Attention and Transformers for Vision

Title：Attention and Transformers for Vision

Date＆Time：14:00 – 16:00, December 26, 2021 Location: Prince Ballroom

Biography：Prof. Xi Li，IET Fellow，IEEE Senior Member，was the winner of Zhejiang Provincial Science Foundation for Outstanding Young Scholars, and was appointed as a distinguished expert of the Zhejiang Province government. Also, he served as a council member of the China Image and Graphics Society. Meanwhile, he had a wealth of academic experience in serving as program committee members of top conferences (e.g., NIPS, ICML, CVPR, ICCV) or reviewers of premier journals (e.g., IEEE TPAMI, IJCV, IEEE TIP). Besides, he made several invited talks at many well-known conferences at home and abroad (i.e., RACV 2016, ICSW 2017, ICDS 2017, IEEE FMT 2018). His research interests mainly focus on the AI fields of computer vision and machine learning, and has published approximately 150 top conferences and leading journal papers with about 4600 Google Scholar citations. He devoted his efforts to enabling many academic roles in conference organization (e.g., PRCV 2019 AC, ICPR 2018 AC, IJCAI 2019 SPC, and ICCV 2019 AC, CVPR 2020 AC, ICPR 2020 AC) and journal editorial management (e.g., AEs of IEEE TNNLS, IEEE TCSVT, Neurocomputing, and Neural Processing Letters). He won two Best International Conference Paper Awards (including ACCV 2010 and DICTA 2012), an ICIP 2015 Top 10% Conference Paper Award, and an ACML 2017 Best Student Paper Award. In addition, he won two China Natural Science and Technology Awards (including first-class and second-class prizes) and a Chinese Patent Excellence Award.

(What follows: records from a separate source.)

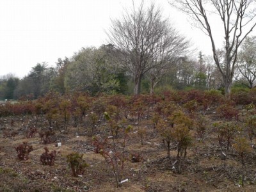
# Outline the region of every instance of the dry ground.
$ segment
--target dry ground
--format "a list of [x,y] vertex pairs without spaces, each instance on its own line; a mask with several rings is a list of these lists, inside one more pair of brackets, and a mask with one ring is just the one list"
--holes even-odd
[[[136,131],[145,126],[147,136],[141,145]],[[13,129],[19,132],[15,137],[4,138],[3,130],[0,133],[0,191],[256,191],[255,153],[246,156],[245,185],[241,187],[243,170],[239,157],[230,150],[227,152],[226,159],[221,160],[217,138],[211,128],[204,140],[196,140],[194,146],[188,149],[183,172],[177,174],[150,122],[145,120],[134,125],[127,143],[127,154],[139,153],[143,159],[139,163],[126,162],[124,179],[129,181],[117,189],[111,167],[100,154],[93,152],[92,139],[84,136],[83,127],[78,134],[77,129],[72,127],[68,134],[57,133],[55,142],[48,145],[42,144],[38,134],[26,139],[24,130],[19,127],[16,122]],[[34,150],[29,159],[19,161],[15,147],[24,141],[32,145]],[[61,147],[55,147],[57,141],[61,142]],[[52,166],[43,166],[40,162],[45,146],[58,152]],[[177,151],[174,144],[172,147],[173,163]],[[66,156],[72,152],[84,154],[90,165],[82,177],[71,176]]]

Abstract：The era of the Internet and the Internet of Things gives rise to big data of images or videos. It is in urgent need of artificial intelligence technologies and methods in order to effectively extract knowledge from these massive vision data. Therefore, in the epoch of knowledge economy, how to perform artificial intelligence-driven visual computing has become a core technical problem that needs to be solved foremost. This lecture mainly focuses on data-driven visual feature learning based on attention and transformers from large-scale image/video data. It analyzes and introduces the main research problems and technical methods involved in large-scale visual feature learning in terms of target visual perception characteristics, visual feature representation, deep learner construction mechanism, high-level semantic understanding. Also, it systematically reviews the development of visual feature representation and learning, and introduces a series of representative works and practical applications in recent years using visual feature learning for visual semantic analysis and understanding. At the end of the lecture，some open problems and difficulties in the learning of visual features will be discussed.